# time series - ARIMA + ARIMAX + R

#### Amaterasu

##### New Member
Hello,
I am not a statistician, a machine learning computer science person. Recently, have read quite a bit about ARIMA and ARIMAX and using them in R. I will be grateful if you check my workflow and point out any mistakes. Thanks in advance!
1. Pre-processing
the two time series (A, B) were not stationary => applied log and diff twice to make it stationary
MydataLog<-data.frame(log(Mydata$A), Mydata$B) // didn’t apply log(B)
MydataDiff1<-data.frame(diff(MydataLog$A), diff(MydataLog$B))
MydataDiff2<-data.frame(diff(MydataDiff1$A), diff(MydataDiff1$B))
- Test for stationary
adf.test(MydataDiff1$A, alternative="stationary") adf.test(MydataDiff1$B, alternative="stationary")
(p-value = 0.01 =>stationary (smaller than 0.05) after log+diff+diff )
data: MydataDiff2$A Dickey-Fuller = -6.7353, Lag order = 3, p-value = 0.01 alternative hypothesis: stationary 2. Cross-correlation function #try any model to get any white noise ARIMA(1,0,2) for B model1<-arima (MydataDiff2$B, order=c(1, 0, 2))
residuals1<-residuals(model1)
Box.test(residuals1, type='Ljung',lag=log(length(residuals1)))
yfiltered <- residuals(Arima(MydataDiff2$A, model=model1)) Box.test(yfiltered, type='Ljung',lag=log(length(yfiltered))) c <- ccf(residuals1, yfiltered) Is it the correct way to perform prewhitening and cross-correlation between A and B? My ccf shows significant correlation at lag 0 => Yt depends only on Xt and not on Xt-1, etc. What’s the 5% significance test?
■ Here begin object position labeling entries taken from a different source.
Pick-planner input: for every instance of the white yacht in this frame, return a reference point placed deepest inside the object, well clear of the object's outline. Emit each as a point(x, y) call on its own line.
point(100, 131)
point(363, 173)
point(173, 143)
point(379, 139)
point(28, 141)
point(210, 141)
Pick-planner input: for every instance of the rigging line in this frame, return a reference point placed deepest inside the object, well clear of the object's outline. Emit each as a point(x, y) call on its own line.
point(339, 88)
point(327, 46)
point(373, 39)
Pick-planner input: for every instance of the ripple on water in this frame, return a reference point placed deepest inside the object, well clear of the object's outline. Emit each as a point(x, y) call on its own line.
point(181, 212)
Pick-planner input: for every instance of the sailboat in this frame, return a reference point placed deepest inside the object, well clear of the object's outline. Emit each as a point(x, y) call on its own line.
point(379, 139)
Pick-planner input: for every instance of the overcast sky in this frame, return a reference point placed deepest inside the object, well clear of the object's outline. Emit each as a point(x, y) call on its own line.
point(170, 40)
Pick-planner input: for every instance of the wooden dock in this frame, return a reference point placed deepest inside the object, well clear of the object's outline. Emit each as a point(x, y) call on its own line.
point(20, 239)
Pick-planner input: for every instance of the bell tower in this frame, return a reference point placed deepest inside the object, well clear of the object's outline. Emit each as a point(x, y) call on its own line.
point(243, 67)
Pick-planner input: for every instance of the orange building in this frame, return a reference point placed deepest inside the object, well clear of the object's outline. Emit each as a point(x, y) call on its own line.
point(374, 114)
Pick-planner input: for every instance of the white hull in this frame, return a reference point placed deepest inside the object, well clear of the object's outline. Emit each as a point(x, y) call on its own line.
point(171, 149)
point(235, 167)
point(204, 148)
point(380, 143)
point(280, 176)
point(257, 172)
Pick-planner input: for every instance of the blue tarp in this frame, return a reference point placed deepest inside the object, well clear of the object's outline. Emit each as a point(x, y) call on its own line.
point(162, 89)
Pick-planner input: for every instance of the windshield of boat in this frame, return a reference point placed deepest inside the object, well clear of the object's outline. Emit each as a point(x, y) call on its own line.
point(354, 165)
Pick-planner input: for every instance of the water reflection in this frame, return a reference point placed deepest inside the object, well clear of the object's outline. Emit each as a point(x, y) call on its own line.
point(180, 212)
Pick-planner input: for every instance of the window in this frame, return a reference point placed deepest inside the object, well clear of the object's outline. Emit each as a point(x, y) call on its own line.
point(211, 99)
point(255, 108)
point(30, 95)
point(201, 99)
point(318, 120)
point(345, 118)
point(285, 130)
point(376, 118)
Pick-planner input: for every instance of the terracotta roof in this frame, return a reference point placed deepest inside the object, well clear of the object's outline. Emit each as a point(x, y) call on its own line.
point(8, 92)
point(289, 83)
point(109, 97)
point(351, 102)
Some say greater than 2/sqrt(N), others say greater than 2/sqrt(N)sqrt(N-k) 3. Arimax – because I saw only one significant correlation at lag 0 = > am I applying dynamic regression of the following type: Y(t) = b0 + bX(t) + n(t) n(t) = a1*n(t-1) +…+ ap*n(t-p) – Q1*e(t-1)…-Qq*e(t-q) + e1 Start with some model Arima(1, 0, 2), X = A, Y = B model<-Arima(MydataDiff2$B, xreg = MydataDiff2$A, order=c(1, 0, 2)) res2<-residuals(model) Box.test(res2, type='Ljung',lag=log(length(res2))) #result was white noise #correct the model: ny<-arima.errors(model) tsdisplay(ny, main = "ARIMA errors") #potential ARIMA(MA(2), AC(3) for example) for ny model1<-Arima(ny, xreg = MydataDiff2$A, order=c(3, 0, 2))
ny1<-arima.errors(model1)

#test et for white noise
Box.test(residuals(model1), lag=10, type = "Ljung")

#### noetsi

##### Fortran must die
I don't know R, but I will make some comments. If you are using ARIMAX than you pre-whiten both series first (create a PDQ ARIMA model) which is what I assume you did. ADF has serious power issues. So you should test for Stationarity not just with it but with one of the test of Stationarity that has that has the opposite null. If both test show there is a trend (non-Stationarity) than your more confident of your results. Logging does not deal with non-Stationarity as far as I know. It deals with variance issues.

I am not sure what you mean by dynamic regression. Different authors use that for different things.